Confetti Records & Others -v- Warner Music UK Ltd
This UK case involved the purported licence of a sample of the track Burnin by the claimants to the defendants. The first claimant (Confetti) had been negotiating with the defendants about use of the track and had issued a ‘subject to contract’ deal memorandum which both parties signed. The first claimant then issued an invoice to the defendant and sent a recording of the track. Mr Justice Lewison held that ‘subject to contract’ had the same meaning in the music industry as other businesses and the document was not binding as such. It was for the defendant to prove otherwise. As the defendant had failed to do this, the deal memorandum was not binding.
But Mr Justice Lewison went on to decide that the subsequent sending of an invoice with the track constituted an offer which was subsequently accepted by the defendant’s conduct in making use of the track and hence a contract had come into existence so there could be no copyright infringement as permission to use was granted.

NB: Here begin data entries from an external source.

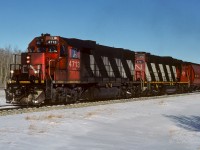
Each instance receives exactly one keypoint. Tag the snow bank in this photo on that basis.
(167, 123)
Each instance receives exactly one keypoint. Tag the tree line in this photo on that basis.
(7, 56)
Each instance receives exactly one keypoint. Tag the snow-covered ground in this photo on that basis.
(159, 124)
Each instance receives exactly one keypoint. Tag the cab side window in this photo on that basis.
(75, 53)
(63, 51)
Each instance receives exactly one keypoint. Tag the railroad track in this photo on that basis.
(20, 110)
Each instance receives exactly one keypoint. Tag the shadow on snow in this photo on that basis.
(191, 123)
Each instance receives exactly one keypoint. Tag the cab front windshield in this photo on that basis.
(52, 49)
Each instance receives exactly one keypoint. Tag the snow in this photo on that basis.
(166, 123)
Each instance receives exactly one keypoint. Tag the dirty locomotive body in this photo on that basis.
(62, 70)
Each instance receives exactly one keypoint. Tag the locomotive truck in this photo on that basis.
(65, 70)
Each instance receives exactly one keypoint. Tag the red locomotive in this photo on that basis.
(63, 70)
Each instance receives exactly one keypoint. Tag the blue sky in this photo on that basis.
(161, 27)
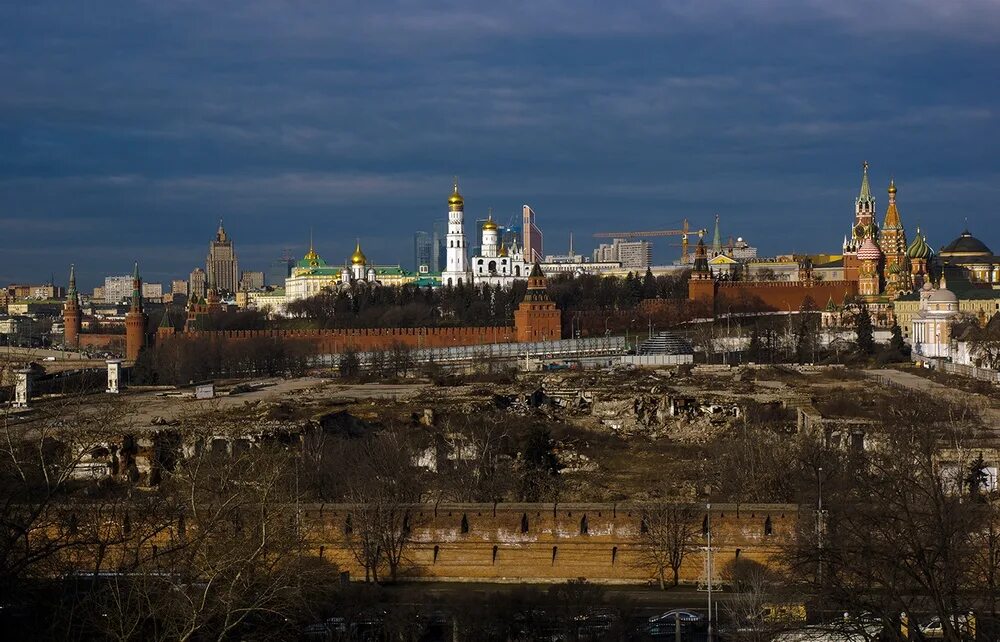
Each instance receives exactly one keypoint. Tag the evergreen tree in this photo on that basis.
(864, 332)
(896, 342)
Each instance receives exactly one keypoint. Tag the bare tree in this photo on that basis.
(384, 486)
(667, 533)
(902, 537)
(480, 467)
(753, 588)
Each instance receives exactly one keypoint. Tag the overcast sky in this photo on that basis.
(127, 129)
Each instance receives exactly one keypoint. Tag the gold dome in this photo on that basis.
(455, 201)
(358, 258)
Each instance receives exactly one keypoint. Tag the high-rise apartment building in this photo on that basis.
(423, 250)
(221, 267)
(198, 284)
(252, 280)
(438, 248)
(117, 288)
(631, 254)
(532, 236)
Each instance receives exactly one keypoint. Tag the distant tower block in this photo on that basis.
(22, 387)
(114, 376)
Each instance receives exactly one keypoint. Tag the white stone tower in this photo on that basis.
(456, 269)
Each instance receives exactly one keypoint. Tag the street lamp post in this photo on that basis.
(708, 519)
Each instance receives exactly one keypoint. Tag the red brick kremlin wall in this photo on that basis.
(107, 342)
(336, 340)
(554, 547)
(775, 295)
(601, 543)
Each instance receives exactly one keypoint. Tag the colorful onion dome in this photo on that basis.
(358, 258)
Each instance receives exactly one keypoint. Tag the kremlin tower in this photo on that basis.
(135, 320)
(701, 284)
(72, 315)
(537, 318)
(358, 262)
(456, 269)
(864, 227)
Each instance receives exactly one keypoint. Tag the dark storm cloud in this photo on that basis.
(127, 129)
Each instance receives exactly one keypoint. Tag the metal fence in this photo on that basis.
(658, 359)
(539, 350)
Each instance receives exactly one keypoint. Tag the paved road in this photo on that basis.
(919, 384)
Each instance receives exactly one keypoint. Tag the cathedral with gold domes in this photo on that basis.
(311, 275)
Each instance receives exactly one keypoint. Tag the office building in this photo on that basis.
(532, 242)
(197, 284)
(117, 288)
(221, 267)
(634, 255)
(278, 271)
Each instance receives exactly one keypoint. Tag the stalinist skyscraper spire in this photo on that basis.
(456, 270)
(221, 267)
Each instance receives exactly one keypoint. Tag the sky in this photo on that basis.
(129, 128)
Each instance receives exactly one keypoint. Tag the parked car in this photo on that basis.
(664, 625)
(934, 628)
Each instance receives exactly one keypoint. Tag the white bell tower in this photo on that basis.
(457, 265)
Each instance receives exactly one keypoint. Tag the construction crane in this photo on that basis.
(683, 233)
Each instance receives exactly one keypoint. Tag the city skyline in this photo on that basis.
(291, 122)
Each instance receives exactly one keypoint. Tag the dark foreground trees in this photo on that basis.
(668, 532)
(903, 532)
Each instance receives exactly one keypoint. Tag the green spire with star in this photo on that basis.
(865, 195)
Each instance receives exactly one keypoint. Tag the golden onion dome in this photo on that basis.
(358, 258)
(455, 201)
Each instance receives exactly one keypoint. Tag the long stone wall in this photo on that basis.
(555, 543)
(776, 295)
(336, 340)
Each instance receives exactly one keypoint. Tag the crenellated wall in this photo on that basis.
(337, 340)
(776, 295)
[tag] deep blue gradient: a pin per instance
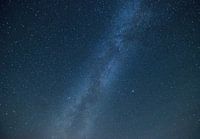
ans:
(100, 69)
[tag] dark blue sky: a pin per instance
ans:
(100, 69)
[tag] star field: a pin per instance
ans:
(97, 69)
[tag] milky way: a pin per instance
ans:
(77, 119)
(99, 69)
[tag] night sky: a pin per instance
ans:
(100, 69)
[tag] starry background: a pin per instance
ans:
(100, 69)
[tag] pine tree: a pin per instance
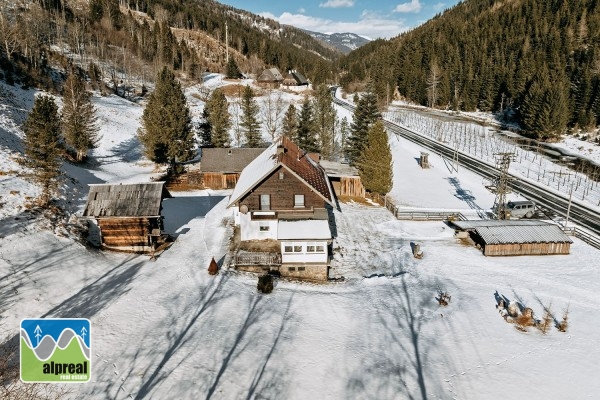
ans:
(324, 119)
(42, 146)
(365, 115)
(289, 126)
(80, 125)
(544, 110)
(167, 131)
(232, 70)
(218, 121)
(306, 139)
(250, 123)
(375, 162)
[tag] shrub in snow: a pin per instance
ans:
(563, 324)
(443, 298)
(213, 268)
(265, 283)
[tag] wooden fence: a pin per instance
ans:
(583, 235)
(423, 215)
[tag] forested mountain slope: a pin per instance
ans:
(541, 58)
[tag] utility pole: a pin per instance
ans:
(569, 206)
(226, 43)
(500, 185)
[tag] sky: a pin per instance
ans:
(368, 18)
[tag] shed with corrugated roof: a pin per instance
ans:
(516, 238)
(126, 217)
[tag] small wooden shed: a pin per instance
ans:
(295, 78)
(221, 167)
(270, 78)
(516, 238)
(344, 179)
(126, 217)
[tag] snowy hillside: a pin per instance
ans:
(165, 329)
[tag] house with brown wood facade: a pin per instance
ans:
(283, 195)
(126, 217)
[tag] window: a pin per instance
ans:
(265, 202)
(298, 200)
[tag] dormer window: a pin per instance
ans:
(298, 201)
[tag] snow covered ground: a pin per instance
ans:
(165, 329)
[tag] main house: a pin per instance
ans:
(284, 195)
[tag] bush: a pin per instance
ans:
(265, 284)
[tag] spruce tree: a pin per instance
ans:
(218, 121)
(289, 127)
(375, 162)
(324, 119)
(42, 146)
(166, 123)
(306, 139)
(232, 70)
(365, 115)
(250, 124)
(80, 125)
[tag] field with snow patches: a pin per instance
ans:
(165, 329)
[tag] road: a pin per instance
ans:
(580, 213)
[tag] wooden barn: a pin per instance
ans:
(126, 217)
(344, 179)
(295, 78)
(270, 78)
(515, 238)
(221, 167)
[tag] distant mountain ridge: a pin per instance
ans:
(345, 42)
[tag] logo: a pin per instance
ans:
(55, 350)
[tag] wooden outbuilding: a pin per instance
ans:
(126, 217)
(221, 167)
(344, 179)
(270, 78)
(516, 238)
(295, 78)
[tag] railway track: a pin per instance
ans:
(581, 214)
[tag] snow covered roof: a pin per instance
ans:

The third claimant, Andrew Alcee, brought a claim under Section 80 of the Copyright Designs and Patents Act 1988on the grounds that the defendants use of the sample had been derogatory as violent and drug related references had been added to the sample, distorting it and prejudicing the third claimant. Lewison J held that in effect rap, though a form of English, was a foreign language and expert evidence would be needed on phrases such as ‘mish mish man’ and ‘shizzle my nizzle’ before any decision on derogatory treatment could be found. He also added that it would be unlikely that an expert drug dealer would be called as a witness in the Chancery Division.